On se sentait bien, ici, avec ces deux joyeux drilles. La police à visage humain, c'est tout de même autre chose. J'ai tout raconté d'une traite, sans fioritures, sans me soucier de ses petits yeux huileux qui me fouillaient l'âme. Qu'il me croie ou non, maintenant, je m'en foutais.
– …et il est parti en taxi. Je rentrais chez moi quand vos deux inspecteurs me sont tombés dessus.

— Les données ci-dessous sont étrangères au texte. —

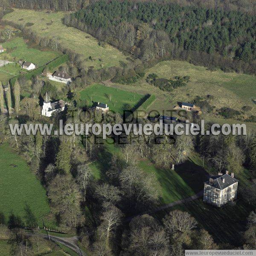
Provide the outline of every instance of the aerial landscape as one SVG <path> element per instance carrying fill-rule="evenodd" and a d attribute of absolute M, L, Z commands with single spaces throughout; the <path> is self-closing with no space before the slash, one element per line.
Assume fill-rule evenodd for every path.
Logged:
<path fill-rule="evenodd" d="M 254 0 L 0 1 L 0 256 L 256 255 L 256 75 Z"/>

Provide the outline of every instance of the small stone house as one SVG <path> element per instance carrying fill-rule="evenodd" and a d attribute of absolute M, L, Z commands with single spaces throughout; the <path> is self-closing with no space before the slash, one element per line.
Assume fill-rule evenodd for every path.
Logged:
<path fill-rule="evenodd" d="M 22 68 L 24 68 L 28 70 L 31 70 L 35 68 L 35 65 L 31 62 L 24 61 L 22 65 Z"/>
<path fill-rule="evenodd" d="M 70 81 L 71 80 L 70 76 L 67 73 L 63 71 L 55 71 L 52 74 L 52 77 L 59 80 L 66 81 Z"/>
<path fill-rule="evenodd" d="M 181 108 L 191 111 L 194 110 L 195 105 L 188 102 L 182 102 L 181 103 Z"/>
<path fill-rule="evenodd" d="M 50 117 L 54 112 L 59 113 L 65 109 L 65 102 L 62 100 L 51 102 L 46 94 L 46 99 L 44 102 L 42 115 Z"/>
<path fill-rule="evenodd" d="M 238 180 L 228 172 L 223 175 L 219 172 L 216 176 L 210 177 L 204 183 L 204 201 L 221 207 L 228 201 L 236 199 Z"/>

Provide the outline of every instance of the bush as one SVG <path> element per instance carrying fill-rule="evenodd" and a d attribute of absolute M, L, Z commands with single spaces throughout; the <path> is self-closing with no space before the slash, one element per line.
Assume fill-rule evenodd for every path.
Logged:
<path fill-rule="evenodd" d="M 218 113 L 224 118 L 233 118 L 241 114 L 241 113 L 230 108 L 222 108 L 219 110 Z"/>

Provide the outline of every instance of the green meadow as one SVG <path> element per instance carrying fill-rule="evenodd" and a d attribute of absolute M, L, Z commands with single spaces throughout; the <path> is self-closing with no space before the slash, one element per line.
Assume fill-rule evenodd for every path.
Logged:
<path fill-rule="evenodd" d="M 120 148 L 106 142 L 98 152 L 97 160 L 90 165 L 93 176 L 97 180 L 105 180 L 106 172 L 110 167 L 110 163 L 114 154 L 120 154 Z M 156 166 L 145 159 L 141 159 L 139 167 L 145 172 L 154 174 L 160 186 L 160 203 L 166 204 L 184 199 L 204 189 L 204 182 L 209 178 L 208 172 L 212 171 L 197 155 L 188 159 L 185 163 L 177 166 L 174 171 Z"/>
<path fill-rule="evenodd" d="M 13 214 L 25 224 L 30 212 L 41 225 L 50 212 L 45 190 L 25 160 L 7 144 L 0 146 L 0 212 L 6 222 Z"/>
<path fill-rule="evenodd" d="M 105 103 L 110 110 L 122 114 L 124 110 L 130 110 L 141 100 L 144 95 L 136 93 L 108 87 L 100 84 L 93 84 L 80 93 L 82 100 L 93 105 L 94 102 Z"/>
<path fill-rule="evenodd" d="M 25 25 L 33 23 L 29 27 L 40 35 L 58 38 L 64 46 L 82 55 L 88 66 L 96 68 L 119 66 L 120 61 L 125 61 L 126 57 L 117 49 L 106 44 L 99 45 L 98 40 L 88 34 L 62 23 L 66 13 L 14 9 L 14 12 L 4 16 L 4 20 Z M 89 59 L 92 56 L 94 61 Z"/>

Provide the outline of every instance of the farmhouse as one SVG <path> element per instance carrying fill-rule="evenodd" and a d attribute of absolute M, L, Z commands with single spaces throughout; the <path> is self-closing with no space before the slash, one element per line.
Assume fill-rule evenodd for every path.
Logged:
<path fill-rule="evenodd" d="M 170 124 L 175 122 L 177 122 L 178 119 L 176 116 L 168 116 L 160 115 L 159 120 L 162 120 L 163 123 Z"/>
<path fill-rule="evenodd" d="M 66 72 L 63 71 L 55 71 L 52 74 L 52 77 L 56 79 L 63 81 L 70 81 L 71 80 L 71 78 L 70 75 Z"/>
<path fill-rule="evenodd" d="M 212 177 L 209 181 L 204 183 L 204 201 L 218 207 L 222 206 L 229 201 L 236 199 L 238 180 L 228 172 L 223 175 Z"/>
<path fill-rule="evenodd" d="M 35 65 L 34 64 L 28 61 L 24 61 L 23 62 L 22 67 L 22 68 L 25 68 L 28 70 L 31 70 L 35 68 Z"/>
<path fill-rule="evenodd" d="M 42 116 L 50 117 L 53 113 L 61 112 L 64 109 L 65 103 L 63 100 L 60 100 L 51 102 L 47 93 L 46 99 L 44 102 L 43 109 L 42 109 Z"/>
<path fill-rule="evenodd" d="M 192 103 L 182 102 L 181 103 L 181 108 L 184 108 L 187 110 L 192 111 L 195 108 L 195 105 Z"/>

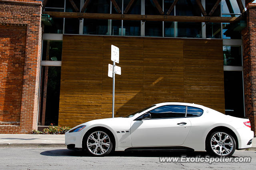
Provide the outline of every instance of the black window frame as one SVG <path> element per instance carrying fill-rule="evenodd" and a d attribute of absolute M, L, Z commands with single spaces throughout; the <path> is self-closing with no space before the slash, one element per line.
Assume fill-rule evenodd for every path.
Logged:
<path fill-rule="evenodd" d="M 156 119 L 176 119 L 176 118 L 190 118 L 190 117 L 200 117 L 200 116 L 201 116 L 203 114 L 204 114 L 204 110 L 203 109 L 201 108 L 199 108 L 199 107 L 194 107 L 194 106 L 186 106 L 186 105 L 177 105 L 177 104 L 170 104 L 170 105 L 164 105 L 164 106 L 159 106 L 158 107 L 156 107 L 156 108 L 154 108 L 154 109 L 153 109 L 152 110 L 150 110 L 150 111 L 146 112 L 146 113 L 144 113 L 144 114 L 142 114 L 142 115 L 141 115 L 140 116 L 139 116 L 138 117 L 136 118 L 136 119 L 135 119 L 134 120 L 134 121 L 137 121 L 137 120 L 142 120 L 142 117 L 143 116 L 143 115 L 144 115 L 144 114 L 148 113 L 150 113 L 150 111 L 152 110 L 154 110 L 155 109 L 157 109 L 158 108 L 160 107 L 161 107 L 162 106 L 185 106 L 186 107 L 186 112 L 185 113 L 185 117 L 166 117 L 166 118 L 150 118 L 150 119 L 144 119 L 143 120 L 156 120 Z M 198 116 L 190 116 L 190 117 L 187 117 L 187 111 L 188 111 L 188 107 L 194 107 L 197 109 L 202 109 L 202 114 L 201 114 L 200 115 L 198 115 Z"/>

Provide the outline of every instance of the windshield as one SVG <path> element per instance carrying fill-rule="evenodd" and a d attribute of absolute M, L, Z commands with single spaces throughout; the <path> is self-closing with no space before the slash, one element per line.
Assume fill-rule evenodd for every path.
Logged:
<path fill-rule="evenodd" d="M 156 105 L 152 105 L 152 106 L 150 106 L 148 107 L 145 107 L 145 108 L 144 108 L 143 109 L 142 109 L 140 110 L 137 110 L 136 111 L 135 111 L 134 112 L 133 112 L 133 113 L 130 114 L 130 115 L 126 115 L 126 116 L 125 116 L 124 117 L 132 117 L 133 116 L 134 116 L 135 115 L 139 113 L 141 113 L 143 111 L 145 111 L 146 110 L 147 110 L 148 109 L 150 109 L 151 107 L 153 107 L 154 106 L 156 106 Z"/>

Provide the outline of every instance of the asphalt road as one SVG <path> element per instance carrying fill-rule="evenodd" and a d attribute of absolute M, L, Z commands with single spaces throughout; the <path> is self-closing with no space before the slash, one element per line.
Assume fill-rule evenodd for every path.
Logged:
<path fill-rule="evenodd" d="M 160 163 L 159 156 L 206 154 L 205 152 L 116 152 L 104 157 L 88 156 L 65 148 L 0 148 L 0 169 L 255 170 L 256 151 L 237 150 L 233 157 L 252 157 L 250 163 Z"/>

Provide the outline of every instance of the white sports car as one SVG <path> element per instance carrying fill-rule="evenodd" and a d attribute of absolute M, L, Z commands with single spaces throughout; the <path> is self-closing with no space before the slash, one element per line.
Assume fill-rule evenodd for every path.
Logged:
<path fill-rule="evenodd" d="M 70 149 L 94 156 L 111 151 L 203 151 L 229 156 L 236 149 L 252 147 L 254 136 L 247 118 L 226 115 L 201 105 L 164 103 L 125 117 L 94 120 L 65 134 Z"/>

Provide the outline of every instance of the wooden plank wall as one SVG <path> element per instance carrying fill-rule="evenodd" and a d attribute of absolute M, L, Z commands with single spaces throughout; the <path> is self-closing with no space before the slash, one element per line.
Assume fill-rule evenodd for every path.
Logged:
<path fill-rule="evenodd" d="M 64 35 L 59 124 L 110 117 L 110 46 L 118 47 L 115 112 L 162 102 L 202 104 L 224 113 L 222 40 Z"/>

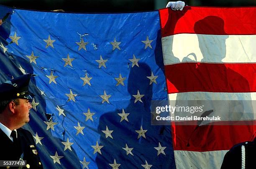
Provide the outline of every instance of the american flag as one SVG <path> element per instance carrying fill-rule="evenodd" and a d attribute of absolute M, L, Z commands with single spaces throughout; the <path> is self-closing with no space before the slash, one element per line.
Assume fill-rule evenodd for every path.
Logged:
<path fill-rule="evenodd" d="M 213 108 L 197 116 L 222 117 L 172 124 L 177 169 L 220 168 L 231 147 L 255 137 L 256 9 L 159 11 L 170 102 L 208 101 Z"/>
<path fill-rule="evenodd" d="M 226 127 L 214 126 L 211 131 L 205 125 L 188 139 L 188 146 L 187 137 L 196 126 L 172 125 L 171 132 L 170 126 L 151 125 L 154 112 L 150 108 L 152 101 L 189 99 L 188 92 L 198 91 L 191 90 L 197 90 L 197 86 L 186 91 L 189 85 L 182 85 L 189 84 L 186 78 L 192 76 L 181 74 L 181 67 L 175 67 L 182 66 L 182 61 L 184 66 L 193 63 L 187 62 L 193 55 L 186 57 L 193 52 L 197 66 L 204 65 L 200 53 L 191 50 L 194 42 L 183 44 L 190 42 L 188 34 L 195 33 L 187 30 L 209 15 L 224 19 L 225 11 L 238 10 L 240 13 L 233 16 L 243 16 L 249 21 L 245 25 L 252 25 L 246 28 L 253 28 L 254 23 L 246 18 L 255 18 L 255 8 L 165 9 L 159 12 L 161 23 L 158 11 L 82 14 L 0 8 L 0 18 L 10 13 L 0 27 L 0 80 L 3 82 L 26 73 L 38 75 L 31 81 L 30 89 L 35 96 L 30 121 L 24 128 L 34 136 L 45 168 L 218 168 L 233 145 L 253 137 L 253 125 L 232 130 L 239 133 L 235 139 L 225 132 L 221 134 L 226 137 L 221 137 L 215 132 Z M 241 15 L 243 11 L 246 14 Z M 161 18 L 163 14 L 167 19 Z M 164 28 L 169 30 L 167 34 Z M 236 32 L 232 35 L 253 38 L 255 34 L 255 28 L 246 33 L 238 32 L 239 28 L 232 30 Z M 178 36 L 183 33 L 187 33 Z M 169 36 L 176 34 L 178 38 L 165 43 Z M 242 44 L 253 44 L 255 38 L 245 43 L 241 37 Z M 192 42 L 198 41 L 195 39 Z M 180 44 L 183 48 L 174 48 Z M 253 69 L 255 55 L 252 51 L 246 58 Z M 172 54 L 175 59 L 169 60 Z M 184 57 L 187 60 L 182 61 Z M 255 77 L 255 71 L 246 72 Z M 252 79 L 249 81 L 251 88 L 239 93 L 254 96 L 255 78 Z"/>
<path fill-rule="evenodd" d="M 158 11 L 0 10 L 1 82 L 38 75 L 24 127 L 45 168 L 175 167 L 170 126 L 151 125 L 167 99 Z"/>

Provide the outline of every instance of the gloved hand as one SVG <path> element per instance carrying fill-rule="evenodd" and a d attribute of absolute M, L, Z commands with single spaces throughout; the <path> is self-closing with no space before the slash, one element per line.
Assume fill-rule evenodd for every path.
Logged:
<path fill-rule="evenodd" d="M 166 8 L 171 7 L 173 10 L 182 10 L 185 6 L 185 3 L 179 0 L 177 2 L 169 2 L 166 5 Z"/>

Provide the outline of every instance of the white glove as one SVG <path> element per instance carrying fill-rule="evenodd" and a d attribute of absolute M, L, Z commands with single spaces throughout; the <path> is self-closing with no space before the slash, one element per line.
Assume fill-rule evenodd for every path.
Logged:
<path fill-rule="evenodd" d="M 169 2 L 166 5 L 166 8 L 171 7 L 173 10 L 182 10 L 185 6 L 185 3 L 179 0 L 177 2 Z"/>

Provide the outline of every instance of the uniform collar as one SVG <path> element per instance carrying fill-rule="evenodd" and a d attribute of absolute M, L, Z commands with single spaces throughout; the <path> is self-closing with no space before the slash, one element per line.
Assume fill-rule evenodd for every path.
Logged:
<path fill-rule="evenodd" d="M 8 127 L 6 127 L 1 122 L 0 122 L 0 129 L 3 131 L 4 133 L 8 137 L 10 138 L 12 141 L 13 141 L 13 138 L 10 136 L 10 134 L 12 132 L 12 131 L 10 130 Z M 16 136 L 18 138 L 18 134 L 17 133 L 17 130 L 14 129 L 13 130 L 16 131 Z"/>

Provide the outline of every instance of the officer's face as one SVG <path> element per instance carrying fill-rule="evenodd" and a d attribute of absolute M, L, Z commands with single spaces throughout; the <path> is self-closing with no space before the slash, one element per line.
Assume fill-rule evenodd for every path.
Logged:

Voilà.
Il ne tapait plus sur sa machine depuis déjà quelque temps. Il me dévisageait sans un mot. Sa grosse figure défaite exprimait le plus complet abattement, ses mains restaient clouées de part et d'autre du clavier, il pétrifiait son lard. Consterné. Effondré.
– Oh mon Dieu. Mon Dieu, mon Dieu, mon Dieu.
C'était le cousin de Perfidie ou quoi? On leur apprenait ça à l'école de police?
– Mon Dieu, ce n'est pas possible.
Il s'est calé en arrière sur sa chaise, monstrueux, et a posé une petite main épaisse sur le sommet de son crâne (le bras avait juste la bonne taille).